༺ CAPÍTULO 16. EL GRAN DESFILE ༻
https://youtu.be/VCibih9q6Vo
Visto en retrospectiva, el año 2010 se presentó agitado. La prueba de ello fueron la serie de catástrofes que dejaron su huella en la historia, eventos que irían desde el derrumbe de la mina San José en Chile hasta la filtración masiva de WikiLeaks.
Algo no muy distinto ocurrió en la industria de la música, que por el incipiente auge de las redes sociales y la formación de nuevos movimientos, parecía un constante déjà vu. No obstante, ni aquellos con más imaginación podían prever que una joven neoyorquina irrumpiría en escena, reseteando la cultura pop, ¿su nombre? Lady Gaga.
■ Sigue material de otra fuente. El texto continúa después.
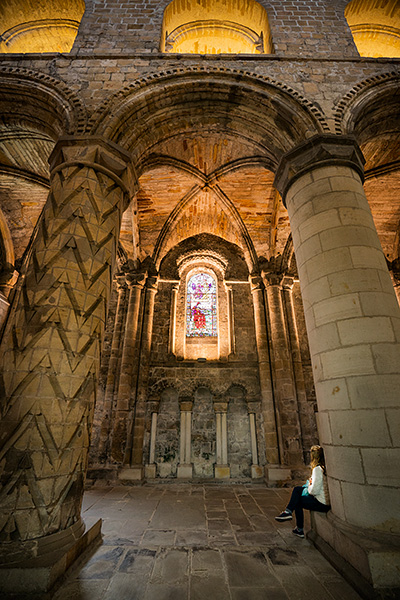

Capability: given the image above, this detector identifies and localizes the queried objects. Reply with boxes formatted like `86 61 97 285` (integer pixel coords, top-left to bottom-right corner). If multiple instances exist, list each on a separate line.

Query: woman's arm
308 466 324 496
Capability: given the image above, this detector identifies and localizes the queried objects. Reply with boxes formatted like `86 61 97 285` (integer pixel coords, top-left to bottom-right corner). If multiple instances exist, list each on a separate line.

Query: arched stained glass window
186 273 218 338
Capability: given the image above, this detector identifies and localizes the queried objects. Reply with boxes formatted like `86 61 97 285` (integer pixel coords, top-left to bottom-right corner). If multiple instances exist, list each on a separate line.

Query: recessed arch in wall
161 0 272 54
91 68 329 166
0 0 85 54
344 0 400 58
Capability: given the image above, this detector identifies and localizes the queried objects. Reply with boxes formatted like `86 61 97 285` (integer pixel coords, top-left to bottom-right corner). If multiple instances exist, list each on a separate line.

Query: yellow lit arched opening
161 0 272 54
344 0 400 58
0 0 85 54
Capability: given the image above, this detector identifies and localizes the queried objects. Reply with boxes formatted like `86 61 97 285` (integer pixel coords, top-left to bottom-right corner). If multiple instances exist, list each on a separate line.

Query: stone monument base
0 519 102 600
307 512 400 600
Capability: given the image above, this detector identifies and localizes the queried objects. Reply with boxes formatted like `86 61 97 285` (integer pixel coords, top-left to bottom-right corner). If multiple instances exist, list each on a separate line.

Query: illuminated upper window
0 0 85 53
161 0 272 54
344 0 400 58
186 273 218 338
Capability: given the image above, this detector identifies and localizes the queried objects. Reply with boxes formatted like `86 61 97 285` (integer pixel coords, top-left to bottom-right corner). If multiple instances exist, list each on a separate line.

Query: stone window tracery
186 272 218 338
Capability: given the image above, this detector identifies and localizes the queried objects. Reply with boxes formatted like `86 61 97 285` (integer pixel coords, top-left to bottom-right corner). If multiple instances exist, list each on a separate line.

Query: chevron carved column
0 138 133 543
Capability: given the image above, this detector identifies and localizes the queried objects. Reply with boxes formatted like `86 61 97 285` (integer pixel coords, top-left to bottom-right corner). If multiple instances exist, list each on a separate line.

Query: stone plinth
214 465 231 479
251 465 264 479
144 464 157 479
0 519 102 598
176 465 193 479
307 512 400 600
118 465 144 481
265 466 292 487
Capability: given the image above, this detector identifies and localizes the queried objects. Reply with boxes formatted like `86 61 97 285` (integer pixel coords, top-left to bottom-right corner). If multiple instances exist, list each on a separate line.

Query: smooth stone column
281 276 315 462
250 277 280 481
177 399 193 479
0 137 131 562
214 402 231 479
145 403 158 479
263 273 304 468
275 135 400 587
119 276 158 480
111 272 146 464
94 275 127 459
247 401 263 479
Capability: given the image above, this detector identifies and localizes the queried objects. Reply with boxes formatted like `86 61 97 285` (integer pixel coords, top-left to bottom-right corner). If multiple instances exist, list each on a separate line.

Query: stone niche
144 234 265 479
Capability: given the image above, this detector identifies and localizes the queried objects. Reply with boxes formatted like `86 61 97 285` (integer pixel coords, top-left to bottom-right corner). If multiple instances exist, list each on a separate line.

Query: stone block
251 465 264 479
298 207 342 242
118 465 144 481
359 286 399 318
320 345 375 379
347 373 400 408
176 465 193 479
264 466 292 486
324 446 365 486
338 317 395 344
361 448 400 490
300 248 353 282
372 340 400 374
313 294 362 327
350 245 387 271
315 378 351 411
144 464 157 479
0 519 102 597
342 480 400 534
214 465 231 479
307 512 400 599
330 409 391 447
316 412 332 445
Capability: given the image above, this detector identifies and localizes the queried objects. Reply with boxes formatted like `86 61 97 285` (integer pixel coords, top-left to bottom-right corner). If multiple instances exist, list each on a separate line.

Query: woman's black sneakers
293 527 304 537
275 510 292 521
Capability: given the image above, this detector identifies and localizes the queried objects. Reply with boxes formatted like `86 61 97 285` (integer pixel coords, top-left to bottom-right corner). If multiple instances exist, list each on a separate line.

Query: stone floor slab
46 483 360 600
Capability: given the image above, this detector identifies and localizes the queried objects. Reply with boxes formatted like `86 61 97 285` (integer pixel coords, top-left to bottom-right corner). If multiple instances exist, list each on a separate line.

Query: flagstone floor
53 482 360 600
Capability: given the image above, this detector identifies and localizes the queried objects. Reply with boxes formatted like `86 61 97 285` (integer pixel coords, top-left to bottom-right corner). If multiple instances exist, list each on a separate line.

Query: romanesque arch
344 0 400 58
161 0 272 54
0 0 85 53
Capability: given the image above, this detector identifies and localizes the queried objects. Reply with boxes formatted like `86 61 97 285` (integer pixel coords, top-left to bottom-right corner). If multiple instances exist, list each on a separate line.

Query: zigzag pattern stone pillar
0 138 133 546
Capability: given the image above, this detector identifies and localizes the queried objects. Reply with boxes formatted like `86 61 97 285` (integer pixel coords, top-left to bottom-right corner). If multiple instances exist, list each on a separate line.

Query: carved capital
262 271 284 288
274 134 365 206
49 136 138 209
249 275 264 292
179 396 193 412
213 402 228 412
125 272 147 289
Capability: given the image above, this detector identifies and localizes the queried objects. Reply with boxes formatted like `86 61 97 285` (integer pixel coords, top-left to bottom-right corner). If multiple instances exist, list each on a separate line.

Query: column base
307 512 400 600
118 465 144 481
264 465 292 487
0 519 102 600
214 465 231 479
251 465 264 479
176 464 193 479
144 463 157 479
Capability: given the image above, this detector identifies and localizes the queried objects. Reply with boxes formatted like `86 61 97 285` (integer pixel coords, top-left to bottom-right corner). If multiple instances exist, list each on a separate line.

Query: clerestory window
186 272 218 338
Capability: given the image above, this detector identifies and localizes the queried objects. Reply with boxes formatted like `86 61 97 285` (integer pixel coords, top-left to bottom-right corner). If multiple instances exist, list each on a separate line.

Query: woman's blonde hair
310 446 326 473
Y, desde luego, ese también sería el año en que conocería a Emma Taborda.
A lo largo y ancho de sus tres pisos, el hostal tenía su propia paleta de colores. Se componía de amarillos saturados, celestes, tonos naranja, azules y profusos verdes —típicos del fileteado porteño— que hacían juego con los desgastados diseños de las baldosas ubicadas en el suelo. Aquella mañana, mientras afuera caía un aguacero, dentro de la cocina, el vapor de las ollas se condensaba al entrar en contacto con la superficie fría de las paredes.
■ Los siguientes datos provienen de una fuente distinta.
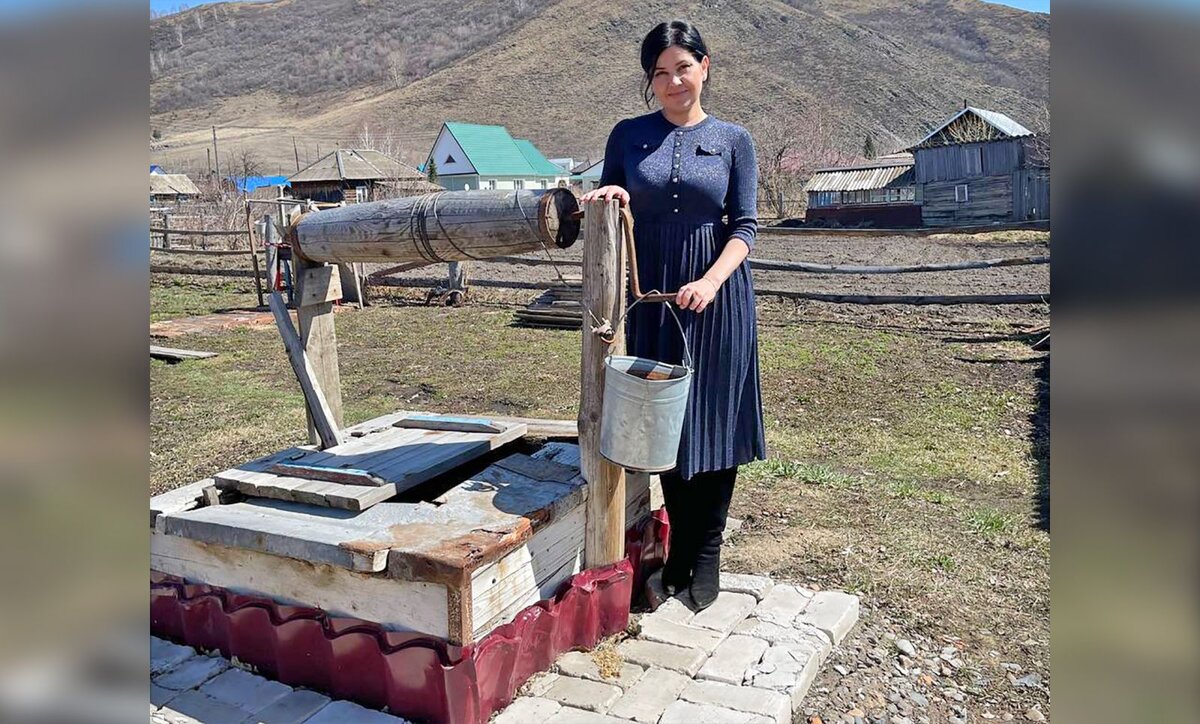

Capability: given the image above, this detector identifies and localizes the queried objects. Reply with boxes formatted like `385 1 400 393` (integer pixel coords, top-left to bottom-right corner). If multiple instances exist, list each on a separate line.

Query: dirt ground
150 228 1050 724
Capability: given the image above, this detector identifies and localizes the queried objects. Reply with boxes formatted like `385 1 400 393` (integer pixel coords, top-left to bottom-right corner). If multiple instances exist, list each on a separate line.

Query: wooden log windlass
289 189 580 263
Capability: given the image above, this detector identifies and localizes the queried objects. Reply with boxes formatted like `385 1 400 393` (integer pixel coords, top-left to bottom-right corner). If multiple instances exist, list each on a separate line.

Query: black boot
689 467 738 611
659 471 696 596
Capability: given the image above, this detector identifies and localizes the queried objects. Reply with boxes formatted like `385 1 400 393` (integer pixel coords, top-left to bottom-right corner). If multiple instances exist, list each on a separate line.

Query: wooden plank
270 292 342 448
578 201 625 568
392 414 505 432
150 345 217 361
162 501 388 573
150 533 449 639
470 505 586 641
298 264 342 306
293 256 342 447
496 453 580 483
271 462 388 487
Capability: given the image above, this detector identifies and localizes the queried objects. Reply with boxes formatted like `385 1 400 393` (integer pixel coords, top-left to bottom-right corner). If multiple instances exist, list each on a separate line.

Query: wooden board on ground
150 345 217 361
214 415 526 510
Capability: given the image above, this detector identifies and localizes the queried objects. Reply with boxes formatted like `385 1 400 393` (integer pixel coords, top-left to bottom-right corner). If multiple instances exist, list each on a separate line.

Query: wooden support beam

Josefa y yo estábamos solos, deambulando por el segundo piso, yendo y viniendo entre la cocina y la habitación n.º 16, acarreando los utensilios necesarios para ejecutar nuestra tarea culinaria. Cabe señalar que caía tanta agua que el frío nos calaba hasta los huesos, y ni siquiera la lumbre de la hornalla lograba calentarnos.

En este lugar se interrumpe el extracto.